The right to strike of central government employees, and especially career civil servants, is subject to restrictions in several countries. In a number of cases this right is simply forbidden, in others is subject to some special regulations, while in a third group of countries it is similar to that for private sector employees, with a few qualifications. Apart from the armed forces, defence, police and the judiciary, which are often excluded from the right to strike, severe restrictions? In a labor-management mediator is gratifying. Arbitrators make critical difference, heading off potentially disruptive strikes and other community-rending disputes.

Many of the disputes which are of great interest to the press are hidden so that to avoid negative publicity.  In news articles they are usually referred to as the anonymous “state mediator.” Due to the nature of collective bargaining, the two sides to the agreement bear the responsibility for the success or failure of their negotiation. They are in the limelight; mediators are properly left in the deep background. Nevertheless, most labor-management mediators have been tempted from time to time to tell reporters what is really going on in the negotiations.

However, succumbing to this temptation would violate ethics of confidentiality. Moreover, it would make the goal of reaching a settlement more difficult. Labor-management mediators do complex, alleging work. They are often thrust into the middle of badly deteriorated relationships where trust is virtually nonexistent.

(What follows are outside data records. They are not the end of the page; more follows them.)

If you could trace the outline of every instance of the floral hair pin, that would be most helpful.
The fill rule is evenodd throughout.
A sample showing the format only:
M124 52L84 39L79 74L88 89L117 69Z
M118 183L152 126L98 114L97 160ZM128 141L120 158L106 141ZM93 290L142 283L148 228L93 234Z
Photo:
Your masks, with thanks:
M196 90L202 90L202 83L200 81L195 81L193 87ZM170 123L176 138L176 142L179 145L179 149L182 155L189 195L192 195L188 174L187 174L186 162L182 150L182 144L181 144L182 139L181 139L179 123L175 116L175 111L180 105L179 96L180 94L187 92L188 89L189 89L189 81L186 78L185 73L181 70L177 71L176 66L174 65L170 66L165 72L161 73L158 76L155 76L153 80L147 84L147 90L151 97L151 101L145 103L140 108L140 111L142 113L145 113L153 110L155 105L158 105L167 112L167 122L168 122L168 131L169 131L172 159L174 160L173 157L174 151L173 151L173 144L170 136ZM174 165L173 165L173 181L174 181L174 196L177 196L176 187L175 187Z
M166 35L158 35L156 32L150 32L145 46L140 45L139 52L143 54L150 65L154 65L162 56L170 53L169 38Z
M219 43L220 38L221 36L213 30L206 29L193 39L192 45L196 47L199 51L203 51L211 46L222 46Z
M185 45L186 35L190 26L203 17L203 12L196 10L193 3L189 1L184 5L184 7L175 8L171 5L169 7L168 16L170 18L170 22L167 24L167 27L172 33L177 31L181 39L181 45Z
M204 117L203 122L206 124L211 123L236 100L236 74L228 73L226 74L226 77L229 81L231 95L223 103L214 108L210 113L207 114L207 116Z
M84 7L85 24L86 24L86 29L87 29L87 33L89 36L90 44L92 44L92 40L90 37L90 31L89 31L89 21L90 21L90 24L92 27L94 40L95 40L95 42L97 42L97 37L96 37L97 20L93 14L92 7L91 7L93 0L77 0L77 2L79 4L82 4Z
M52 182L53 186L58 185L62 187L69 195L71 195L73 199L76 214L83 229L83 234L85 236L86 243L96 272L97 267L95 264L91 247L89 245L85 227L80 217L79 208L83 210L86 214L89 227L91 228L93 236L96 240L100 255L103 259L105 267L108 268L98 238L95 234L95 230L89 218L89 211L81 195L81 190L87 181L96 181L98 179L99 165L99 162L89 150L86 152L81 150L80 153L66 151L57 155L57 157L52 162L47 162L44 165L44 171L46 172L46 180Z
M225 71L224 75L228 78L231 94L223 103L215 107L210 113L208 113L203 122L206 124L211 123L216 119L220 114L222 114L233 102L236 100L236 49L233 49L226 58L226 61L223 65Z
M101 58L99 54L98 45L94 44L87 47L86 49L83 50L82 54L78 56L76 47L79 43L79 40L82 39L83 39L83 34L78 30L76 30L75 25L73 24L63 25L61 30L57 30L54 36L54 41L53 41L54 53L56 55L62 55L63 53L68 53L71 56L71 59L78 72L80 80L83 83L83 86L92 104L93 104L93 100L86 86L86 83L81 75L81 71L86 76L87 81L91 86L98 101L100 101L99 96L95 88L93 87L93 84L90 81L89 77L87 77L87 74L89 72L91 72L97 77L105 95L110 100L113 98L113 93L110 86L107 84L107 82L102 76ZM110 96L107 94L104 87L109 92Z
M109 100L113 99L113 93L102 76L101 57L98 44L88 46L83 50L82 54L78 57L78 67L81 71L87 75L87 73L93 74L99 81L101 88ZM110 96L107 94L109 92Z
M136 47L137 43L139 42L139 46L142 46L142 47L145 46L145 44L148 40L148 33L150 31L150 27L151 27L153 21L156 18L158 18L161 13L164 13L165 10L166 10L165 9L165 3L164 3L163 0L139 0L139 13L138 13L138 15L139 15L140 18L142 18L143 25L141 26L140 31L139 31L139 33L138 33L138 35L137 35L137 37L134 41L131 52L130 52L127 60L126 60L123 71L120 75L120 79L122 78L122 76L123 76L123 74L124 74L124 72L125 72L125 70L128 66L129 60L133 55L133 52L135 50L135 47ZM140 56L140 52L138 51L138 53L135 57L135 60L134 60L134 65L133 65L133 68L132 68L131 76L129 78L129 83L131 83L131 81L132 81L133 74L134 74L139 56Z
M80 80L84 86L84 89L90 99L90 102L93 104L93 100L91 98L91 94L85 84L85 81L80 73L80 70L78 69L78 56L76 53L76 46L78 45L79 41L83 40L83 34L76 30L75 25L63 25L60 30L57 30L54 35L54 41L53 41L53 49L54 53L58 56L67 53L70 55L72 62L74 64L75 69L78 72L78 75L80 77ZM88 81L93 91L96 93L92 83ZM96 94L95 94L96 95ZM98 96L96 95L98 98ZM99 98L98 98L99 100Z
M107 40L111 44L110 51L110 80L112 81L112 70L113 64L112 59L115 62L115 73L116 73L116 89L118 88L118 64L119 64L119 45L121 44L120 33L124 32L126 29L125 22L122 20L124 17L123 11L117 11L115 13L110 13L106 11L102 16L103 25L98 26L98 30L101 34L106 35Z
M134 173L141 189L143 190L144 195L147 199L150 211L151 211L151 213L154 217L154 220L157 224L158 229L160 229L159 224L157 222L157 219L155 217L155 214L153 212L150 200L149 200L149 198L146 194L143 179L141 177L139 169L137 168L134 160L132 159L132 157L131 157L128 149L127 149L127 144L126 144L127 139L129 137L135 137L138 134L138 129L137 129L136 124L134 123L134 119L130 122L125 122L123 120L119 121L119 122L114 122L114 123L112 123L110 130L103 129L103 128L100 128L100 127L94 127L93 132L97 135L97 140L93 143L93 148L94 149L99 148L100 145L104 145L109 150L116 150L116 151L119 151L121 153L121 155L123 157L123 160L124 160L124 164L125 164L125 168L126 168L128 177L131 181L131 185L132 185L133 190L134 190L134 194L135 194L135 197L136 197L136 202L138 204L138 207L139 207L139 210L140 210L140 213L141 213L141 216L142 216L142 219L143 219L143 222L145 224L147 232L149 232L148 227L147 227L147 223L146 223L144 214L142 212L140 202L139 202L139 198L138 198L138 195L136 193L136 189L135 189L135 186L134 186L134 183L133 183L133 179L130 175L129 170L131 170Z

But unlike a marital dispute, in which separation is a possibility, walking away from each other is not an option for unions and employers. With few exceptions, there are no divorces in labor-management relations. Mediators need patience and the ability to remain calm in the midst of the resulting storms. Often, the mediator becomes the lightning rod for parties who are angry with each other.

Reference:

  1. Morris A. Horowitz. New york: Collective Bargaining in the Public sector. Lxitonton Books.
  2. Fisher and Ury: Collective Bargaining.